- Film poster
- 漂浪青春
- Directed by: Zero Chou
- Written by: Zero Chou
- Produced by: Liu Yun-Hou
- Cinematography: Hoho Liu Yun-Ho
- Edited by: Zero Chou; Hoho Liu;
- Music by: Christine Hsu
- Production company: Third Vision Films
- Distributed by: Three Dots Entertainment
- Release dates: February 12, 2008 (Berlin Film Festival); August 18, 2008 (Taiwan);
- Running time: 97 minutes
- Country: Taiwan
- Language: Mandarin

= Drifting Flowers =

Drifting Flowers (l) is a 2008 Taiwanese lesbian drama film by director Zero Chou. The original Chinese title means “The Drifting Waves of Youth.”

Drifting Flowers had its world premiere on February 12, 2008, at the Berlin Film Festival as an official Panorama selection.

== Plot ==
The story takes place in three acts, and themes of love and abandonment predominate. Characters deal with lesbianism and gender dysphoria.

== Cast and characters ==
- Pai Chih-Ying as Meigo
- Serena Fang as Jing
- Chao Yi-Lan as Chalkie
- Lu Yi-Ching as Lily
- Sam Wang as Yen

== Critical response ==
Variety called the film "the most professionally made of [Chou's] three features to date, but with a weakly developed script that doesn’t plumb far beneath the surface."

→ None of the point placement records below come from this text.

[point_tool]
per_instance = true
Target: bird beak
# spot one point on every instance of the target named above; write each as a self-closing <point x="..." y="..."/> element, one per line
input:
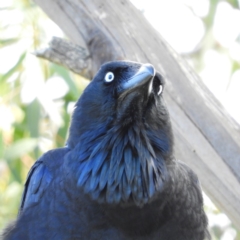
<point x="142" y="77"/>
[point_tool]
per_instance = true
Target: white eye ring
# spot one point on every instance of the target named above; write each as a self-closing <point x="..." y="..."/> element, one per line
<point x="109" y="77"/>
<point x="160" y="90"/>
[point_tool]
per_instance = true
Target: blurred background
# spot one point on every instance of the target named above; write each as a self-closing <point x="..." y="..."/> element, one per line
<point x="37" y="97"/>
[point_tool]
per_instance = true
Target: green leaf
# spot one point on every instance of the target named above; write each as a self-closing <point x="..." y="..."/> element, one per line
<point x="19" y="148"/>
<point x="14" y="68"/>
<point x="5" y="42"/>
<point x="65" y="75"/>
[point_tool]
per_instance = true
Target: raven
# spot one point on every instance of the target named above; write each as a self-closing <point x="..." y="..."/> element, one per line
<point x="116" y="178"/>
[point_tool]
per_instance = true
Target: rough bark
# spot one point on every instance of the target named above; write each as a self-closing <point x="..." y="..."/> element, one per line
<point x="206" y="137"/>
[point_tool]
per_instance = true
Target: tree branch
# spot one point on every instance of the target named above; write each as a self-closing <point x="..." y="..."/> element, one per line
<point x="67" y="54"/>
<point x="207" y="138"/>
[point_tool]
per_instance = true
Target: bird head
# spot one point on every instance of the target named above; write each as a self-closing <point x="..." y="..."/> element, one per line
<point x="121" y="134"/>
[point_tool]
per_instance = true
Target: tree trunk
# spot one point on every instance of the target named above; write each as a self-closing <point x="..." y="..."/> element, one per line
<point x="206" y="137"/>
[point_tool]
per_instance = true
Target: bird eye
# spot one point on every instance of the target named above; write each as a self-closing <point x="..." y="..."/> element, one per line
<point x="109" y="77"/>
<point x="160" y="90"/>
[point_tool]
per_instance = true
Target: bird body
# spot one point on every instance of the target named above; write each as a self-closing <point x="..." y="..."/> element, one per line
<point x="117" y="177"/>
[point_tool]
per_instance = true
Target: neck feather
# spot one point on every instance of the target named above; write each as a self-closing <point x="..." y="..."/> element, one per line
<point x="121" y="165"/>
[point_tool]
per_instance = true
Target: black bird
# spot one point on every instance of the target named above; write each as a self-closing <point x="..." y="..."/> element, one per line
<point x="117" y="177"/>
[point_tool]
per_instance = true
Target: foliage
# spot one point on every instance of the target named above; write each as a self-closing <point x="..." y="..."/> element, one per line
<point x="37" y="97"/>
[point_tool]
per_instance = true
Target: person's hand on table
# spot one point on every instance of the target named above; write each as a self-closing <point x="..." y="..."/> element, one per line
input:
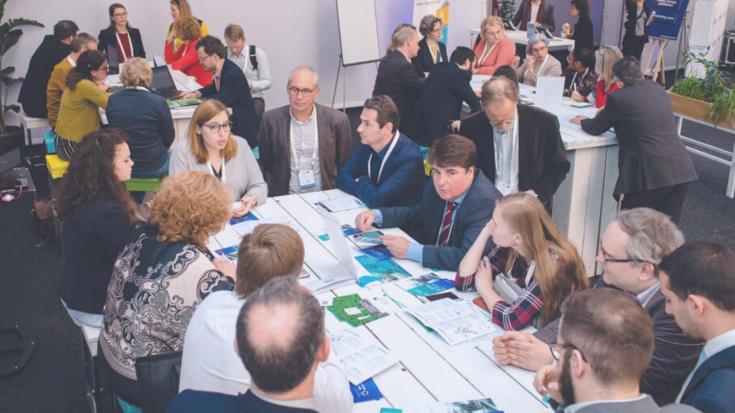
<point x="397" y="245"/>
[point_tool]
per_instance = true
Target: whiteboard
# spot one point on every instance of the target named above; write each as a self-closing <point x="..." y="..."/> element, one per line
<point x="358" y="31"/>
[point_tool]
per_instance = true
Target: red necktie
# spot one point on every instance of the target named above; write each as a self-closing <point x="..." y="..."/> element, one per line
<point x="446" y="225"/>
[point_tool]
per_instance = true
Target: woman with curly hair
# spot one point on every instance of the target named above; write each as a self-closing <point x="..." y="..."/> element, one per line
<point x="161" y="277"/>
<point x="98" y="218"/>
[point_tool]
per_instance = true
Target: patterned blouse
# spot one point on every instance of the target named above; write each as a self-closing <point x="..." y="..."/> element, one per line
<point x="154" y="290"/>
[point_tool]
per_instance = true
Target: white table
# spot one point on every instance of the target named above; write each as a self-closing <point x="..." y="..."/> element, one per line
<point x="429" y="370"/>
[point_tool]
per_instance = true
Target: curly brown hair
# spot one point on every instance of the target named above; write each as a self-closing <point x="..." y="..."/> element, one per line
<point x="91" y="176"/>
<point x="190" y="207"/>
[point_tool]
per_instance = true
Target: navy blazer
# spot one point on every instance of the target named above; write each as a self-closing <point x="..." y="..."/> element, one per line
<point x="234" y="92"/>
<point x="441" y="101"/>
<point x="203" y="401"/>
<point x="423" y="62"/>
<point x="400" y="182"/>
<point x="422" y="222"/>
<point x="710" y="389"/>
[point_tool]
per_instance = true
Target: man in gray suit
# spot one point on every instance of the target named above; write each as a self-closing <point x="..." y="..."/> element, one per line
<point x="604" y="344"/>
<point x="453" y="209"/>
<point x="303" y="144"/>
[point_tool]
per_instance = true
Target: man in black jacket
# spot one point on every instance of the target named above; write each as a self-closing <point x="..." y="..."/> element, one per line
<point x="53" y="48"/>
<point x="447" y="86"/>
<point x="519" y="147"/>
<point x="655" y="168"/>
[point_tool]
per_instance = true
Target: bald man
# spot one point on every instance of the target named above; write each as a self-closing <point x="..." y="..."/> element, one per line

The Hollywood Reporter said the movie is Chou's strongest film to date, "yet it still lacks a script strong enough to pull it all together."

AfterEllen said the tripartite story line is "one of the movie’s greatest strengths, as each scene hits the emotional high notes and captures quiet moments with equal aplomb."

== Home media ==
The film was released in DVD format in Region 1 on February 3, 2009, by Wolfe Video; and in Region 3 on September 10, 2009, by Hoker Records. It was released on Blu-ray in region-free format on July 24, 2009, by Hoker Records.